Some have said banks hand out titles like neighbors hand out candy on Halloween.  Maybe there’s a reason for this.  According to national banks, their officers have fewer rights than other California employees when it comes to employment claims.  Why?  Because of a Civil War era federal law that states the board of a national bank “shall have power” to “dismiss such officers or any of them at pleasure, and appoint others to fill their places.”  (12 U.S.C. § 24, Fifth, italics added.)

National banks routinely assert the National Bank Act of 1864 as a defense against state law employment claims brought by “officers” of the banks.  The banks contend that employment laws prohibiting discrimination are trumped by their federal right to dismiss officers “at pleasure.”

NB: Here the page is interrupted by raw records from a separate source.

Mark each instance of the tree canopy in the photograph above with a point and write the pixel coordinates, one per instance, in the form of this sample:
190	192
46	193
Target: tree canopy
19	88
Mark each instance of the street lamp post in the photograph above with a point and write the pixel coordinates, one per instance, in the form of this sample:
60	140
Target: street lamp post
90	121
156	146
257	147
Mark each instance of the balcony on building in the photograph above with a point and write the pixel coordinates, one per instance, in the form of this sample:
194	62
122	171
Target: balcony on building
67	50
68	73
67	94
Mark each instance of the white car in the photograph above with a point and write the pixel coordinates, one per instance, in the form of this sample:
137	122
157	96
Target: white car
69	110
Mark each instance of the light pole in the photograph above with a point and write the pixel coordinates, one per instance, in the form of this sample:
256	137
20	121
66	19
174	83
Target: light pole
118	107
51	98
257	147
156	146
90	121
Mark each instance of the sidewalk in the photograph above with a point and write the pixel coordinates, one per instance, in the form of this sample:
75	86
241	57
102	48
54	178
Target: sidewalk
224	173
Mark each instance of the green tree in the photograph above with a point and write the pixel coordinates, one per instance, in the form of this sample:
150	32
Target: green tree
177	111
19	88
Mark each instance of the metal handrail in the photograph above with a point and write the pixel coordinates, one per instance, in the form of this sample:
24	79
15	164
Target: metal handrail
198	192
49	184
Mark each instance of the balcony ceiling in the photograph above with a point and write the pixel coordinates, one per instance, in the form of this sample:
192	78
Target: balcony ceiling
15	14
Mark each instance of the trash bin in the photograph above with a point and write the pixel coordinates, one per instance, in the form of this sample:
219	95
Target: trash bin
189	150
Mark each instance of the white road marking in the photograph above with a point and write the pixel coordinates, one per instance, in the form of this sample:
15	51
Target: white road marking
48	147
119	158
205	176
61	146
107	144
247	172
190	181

As a recent opinion from the California court of appeal makes clear, the banks are at most half right.  In Quinn v. US Bank, a senior vice president claimed he was harassed and ultimately fired from his job because of a medical condition – diabetes.  He asserted state law claims for discrimination, harassment, failure to accommodate, and wrongful termination.  The bank asked the court to throw out the case, citing its rights under the National Bank Act.  The lower court granted the bank’s motion and dismissed Quinn’s case.

The court of appeal disagreed.  It held that the National Bank Act was “impliedly repealed” by subsequent federal anti-discrimination laws – principally federal Title VII and the federal Americans with Disabilities Act.  Since congress has said no employer can fire an employee for being disabled, or a woman, or Hispanic, congress must have also meant to limit a bank’s power to fire an officer on the same grounds, despite the broad language in the earlier National Bank Act.

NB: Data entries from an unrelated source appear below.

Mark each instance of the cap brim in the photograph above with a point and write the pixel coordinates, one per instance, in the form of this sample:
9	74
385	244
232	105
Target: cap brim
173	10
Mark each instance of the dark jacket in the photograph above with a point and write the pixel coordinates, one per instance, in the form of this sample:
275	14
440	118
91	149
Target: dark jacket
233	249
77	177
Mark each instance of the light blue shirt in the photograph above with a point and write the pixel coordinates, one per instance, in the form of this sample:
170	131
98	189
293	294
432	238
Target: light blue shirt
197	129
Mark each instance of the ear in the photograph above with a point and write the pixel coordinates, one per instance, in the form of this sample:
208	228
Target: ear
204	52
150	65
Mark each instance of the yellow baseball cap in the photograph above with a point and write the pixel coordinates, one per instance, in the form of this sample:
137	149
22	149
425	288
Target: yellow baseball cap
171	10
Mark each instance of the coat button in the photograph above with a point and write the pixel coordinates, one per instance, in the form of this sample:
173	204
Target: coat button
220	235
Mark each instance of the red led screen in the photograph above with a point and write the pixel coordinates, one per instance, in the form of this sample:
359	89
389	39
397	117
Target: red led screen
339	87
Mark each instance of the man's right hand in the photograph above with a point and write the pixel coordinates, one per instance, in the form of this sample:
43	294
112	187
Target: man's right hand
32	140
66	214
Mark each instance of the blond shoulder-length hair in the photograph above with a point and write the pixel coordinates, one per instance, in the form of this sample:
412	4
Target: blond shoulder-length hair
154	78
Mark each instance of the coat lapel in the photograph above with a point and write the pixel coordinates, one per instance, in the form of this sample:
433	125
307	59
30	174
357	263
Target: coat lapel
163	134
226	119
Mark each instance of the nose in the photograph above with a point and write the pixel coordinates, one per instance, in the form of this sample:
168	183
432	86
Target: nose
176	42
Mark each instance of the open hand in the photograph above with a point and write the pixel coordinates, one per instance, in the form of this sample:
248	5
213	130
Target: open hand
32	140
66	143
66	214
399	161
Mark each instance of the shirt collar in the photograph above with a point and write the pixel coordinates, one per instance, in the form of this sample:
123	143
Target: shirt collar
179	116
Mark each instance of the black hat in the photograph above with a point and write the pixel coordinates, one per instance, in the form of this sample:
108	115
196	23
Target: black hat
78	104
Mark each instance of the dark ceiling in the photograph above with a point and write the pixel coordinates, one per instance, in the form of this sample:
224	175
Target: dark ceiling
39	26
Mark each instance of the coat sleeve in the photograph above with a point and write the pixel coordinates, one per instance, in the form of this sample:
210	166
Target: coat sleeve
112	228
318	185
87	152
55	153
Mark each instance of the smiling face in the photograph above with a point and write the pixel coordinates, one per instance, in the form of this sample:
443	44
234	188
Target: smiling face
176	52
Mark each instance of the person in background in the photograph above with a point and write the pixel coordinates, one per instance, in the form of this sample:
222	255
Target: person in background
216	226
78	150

The court also said that similar state laws that were consistent with – but not necessarily identical to – the federal anti-discrimination laws were not preempted.  As the court said:

State antidiscrimination laws are preempted only to the extent that they exceed the requirements of the ADA. . . .  As the United States Supreme Court noted, given the importance of state fair employment laws to the federal enforcement scheme, “preemption of [California law] would impair [the ADA] to the extent that [California] provides a means of enforcing [the ADA’s] commands.”

This is fairly convoluted reasoning.  The National Bank Act doesn’t allow actions that violate federal anti-discrimination laws, and also doesn’t allow actions that violate state law if the state anti-discrimination law is “consistent with” the federal anti-discrimination laws.  What does it mean for state law to “exceed [federal] requirements”?  A longer statute of limitations under state laws (the real issue involved in Quinn) doesn’t “exceed” the federal laws – even though it effectively reinstated a remedy Quinn had blown under federal law by not filing soon enough.  But the Quinn court referred to other, as yet unspecified aspects of state law that would “subject[] national banks to ‘diverse and duplicative superintendence’ or imposes “limitations and restrictions as various and as numerous as the States,” and thus would be held preempted.

Quinn’s case was reinstated and sent back for trial on the state law discrimination claims.  So in this instance Quinn’s title didn’t come with the cost of fewer rights.  But you can be sure that national banks will continue to assert the National Bank Act as a defense against employment law claims, at least until the California Supreme Court, or perhaps even the U.S. Supreme Court, address the apparent conflict between the 150-year-old banking law and modern, universally accepted workplace laws.

Bank officers of the world, rejoice!  You have all, er, most of, the rights of other California employees.  But don’t be surprised if your employer thinks differently if push comes to shove.